Portrait of William Shakespeare, from the First Folio.
Dear Dr. Boli: A friend of mine says that the Earl of Oxford wrote Shakespeare’s plays. I thought everybody knew that Sir Francis Bacon wrote Shakespeare. But when I looked on line, I found all sorts of other theories—some people say Queen Elizabeth wrote Shakespeare, and others that it was Sir Thomas Bodley, or King James I, or the Earl of Salisbury, or Cardinal Wolsey, or Mary Queen of Scots, or Sir Thomas More, or the Earl of Derby, or the Earl of Essex, or the Earl of Rutland, or the Countess of Rutland, or Sir Philip Sidney, or Baron Brooke, or Sir Francis Drake, or the emperor Constantine the Great. So who wrote Shakespeare’s plays, anyway? —Sincerely, a Professor of Literature at the Pennsylvania University of California.
Dear Sir or Madam: Dr. Boli clings to the old-fashioned opinion that Shakespeare wrote Shakespeare’s plays, even though it causes children in the street to laugh at him as he passes by. (At least he assumes that his opinions on the Shakespeare question are the cause of their laughter, since it is well known that American children are full of unreasonable prejudices on questions of English literature.) He might bring forward any amount of literary evidence to support his unfashionable theory, but instead he argues from quantity rather than quality.
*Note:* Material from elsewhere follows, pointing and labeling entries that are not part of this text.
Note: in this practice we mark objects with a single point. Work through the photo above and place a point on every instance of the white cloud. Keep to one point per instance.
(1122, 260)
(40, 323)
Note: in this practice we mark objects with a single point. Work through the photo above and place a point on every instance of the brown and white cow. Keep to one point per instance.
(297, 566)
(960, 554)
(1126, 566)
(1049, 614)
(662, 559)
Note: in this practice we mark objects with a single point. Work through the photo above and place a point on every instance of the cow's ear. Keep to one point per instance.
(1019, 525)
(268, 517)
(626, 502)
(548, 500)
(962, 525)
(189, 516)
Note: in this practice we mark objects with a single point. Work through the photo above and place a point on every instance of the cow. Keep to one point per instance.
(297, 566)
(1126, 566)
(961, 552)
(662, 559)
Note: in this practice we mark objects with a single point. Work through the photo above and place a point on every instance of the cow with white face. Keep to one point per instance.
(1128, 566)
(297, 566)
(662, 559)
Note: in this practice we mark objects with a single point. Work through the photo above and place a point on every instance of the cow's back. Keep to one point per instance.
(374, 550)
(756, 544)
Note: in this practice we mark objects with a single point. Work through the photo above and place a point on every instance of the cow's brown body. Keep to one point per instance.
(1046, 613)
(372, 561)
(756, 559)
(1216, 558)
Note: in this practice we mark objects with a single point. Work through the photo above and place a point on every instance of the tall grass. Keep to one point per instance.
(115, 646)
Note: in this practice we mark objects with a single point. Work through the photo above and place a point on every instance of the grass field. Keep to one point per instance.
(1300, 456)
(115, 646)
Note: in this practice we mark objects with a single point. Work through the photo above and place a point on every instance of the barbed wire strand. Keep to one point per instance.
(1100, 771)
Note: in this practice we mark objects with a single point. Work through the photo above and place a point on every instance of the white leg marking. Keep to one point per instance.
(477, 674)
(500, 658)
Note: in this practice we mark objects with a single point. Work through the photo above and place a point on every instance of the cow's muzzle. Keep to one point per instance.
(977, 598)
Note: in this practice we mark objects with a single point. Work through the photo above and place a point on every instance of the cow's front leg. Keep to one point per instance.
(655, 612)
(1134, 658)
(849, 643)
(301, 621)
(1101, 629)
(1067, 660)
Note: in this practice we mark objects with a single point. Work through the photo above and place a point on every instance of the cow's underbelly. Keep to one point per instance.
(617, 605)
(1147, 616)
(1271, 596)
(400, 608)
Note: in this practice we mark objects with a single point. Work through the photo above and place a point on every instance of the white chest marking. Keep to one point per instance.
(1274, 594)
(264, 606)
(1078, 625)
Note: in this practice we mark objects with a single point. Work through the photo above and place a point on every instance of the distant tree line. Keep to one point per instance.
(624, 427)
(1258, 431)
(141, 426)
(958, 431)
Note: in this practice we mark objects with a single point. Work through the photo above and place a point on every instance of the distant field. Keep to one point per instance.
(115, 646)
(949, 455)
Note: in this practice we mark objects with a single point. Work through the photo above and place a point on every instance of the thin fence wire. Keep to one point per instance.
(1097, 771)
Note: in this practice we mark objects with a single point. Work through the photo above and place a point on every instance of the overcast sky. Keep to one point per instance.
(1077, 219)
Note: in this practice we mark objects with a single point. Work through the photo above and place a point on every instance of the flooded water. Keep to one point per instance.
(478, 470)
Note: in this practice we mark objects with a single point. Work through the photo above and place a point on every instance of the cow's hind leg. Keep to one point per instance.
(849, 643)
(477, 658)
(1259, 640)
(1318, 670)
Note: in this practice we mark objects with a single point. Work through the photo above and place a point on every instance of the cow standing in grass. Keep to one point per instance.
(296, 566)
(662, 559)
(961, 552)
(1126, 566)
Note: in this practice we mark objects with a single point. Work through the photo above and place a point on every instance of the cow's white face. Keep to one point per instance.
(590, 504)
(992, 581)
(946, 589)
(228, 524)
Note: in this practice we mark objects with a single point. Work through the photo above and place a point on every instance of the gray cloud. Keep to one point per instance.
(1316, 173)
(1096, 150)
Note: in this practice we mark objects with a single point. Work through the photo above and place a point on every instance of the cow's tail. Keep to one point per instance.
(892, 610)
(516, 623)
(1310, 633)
A gentleman of the nobility might amuse himself by writing two or three plays, and perhaps even having them produced on the stage; he would, of course, follow classical models and adhere strictly to the Aristotelian unities. But only a man whose continued existence depended on producing the next play would have written such a prodigious quantity of plays. Setting all questions of style and content aside, the mere number of Shakespeare’s plays tells us that we have here a man who wrote for a living. Dr. Boli is of the opinion that literary critics ought to consider the word count before they attempt to attribute such a mass of literary labor to a nobleman whose days were filled with affairs of state. As is so often the case in English literature, the critic’s most effective tool is a pocket calculator.